Johnston said sea conditions had been favorable and when the vessel was initially sighted on Wednesday “nothing about [the passengers’] demeanour suggested that this boat was in distress.”
He added that Indonesia’s maritime authority BASARNAS was “certainly aware of the incident” but was caught up with a number of other vessels closer to the Indonesian coastline.
HMAS Warramunga had also been diverted to assist another suspected people-smuggling boat off Christmas Island, which issued a distress call to Australian police overnight, Clare said.
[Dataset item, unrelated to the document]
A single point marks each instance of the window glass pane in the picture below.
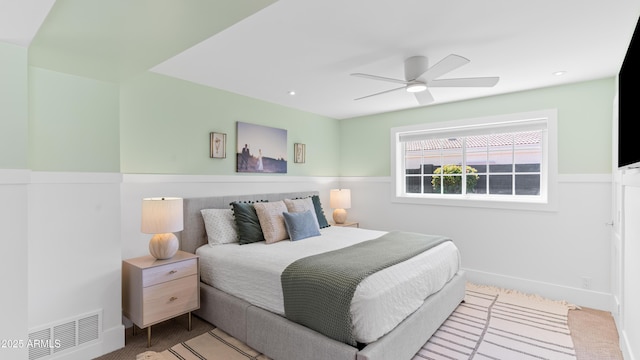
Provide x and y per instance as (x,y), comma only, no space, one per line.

Hundreds of refugees have died in asylum-seeker boat accidents on the perilous sea journey from Indonesia to Australia in recent years, the latest in March when a boat carrying 95 capsized, killing two people including a small child.
Another vessel disappeared without a trace in the Sunda Strait in April with 72 on board and there were fears of a further sinking last month when 28 life jackets washed up on the Cocos Islands in the Indian Ocean.
Australia is struggling with a record influx of asylum-seekers arriving by boat from Indonesia and Sri Lanka, with numbers expected to top 25,000 in the 12 months to June 30 despite punitive policies banishing refugees to the remote Pacific.
It is a sensitive political issue in Australia expected to dominate the campaign ahead of September’s national elections, with the conservative opposition promising tough new measures including towing people-smuggling boats out of Australian waters.
Australian Foreign Minister Bob Carr said Indonesia would never agree to the opposition’s towback plan, describing it as a “fantasy.”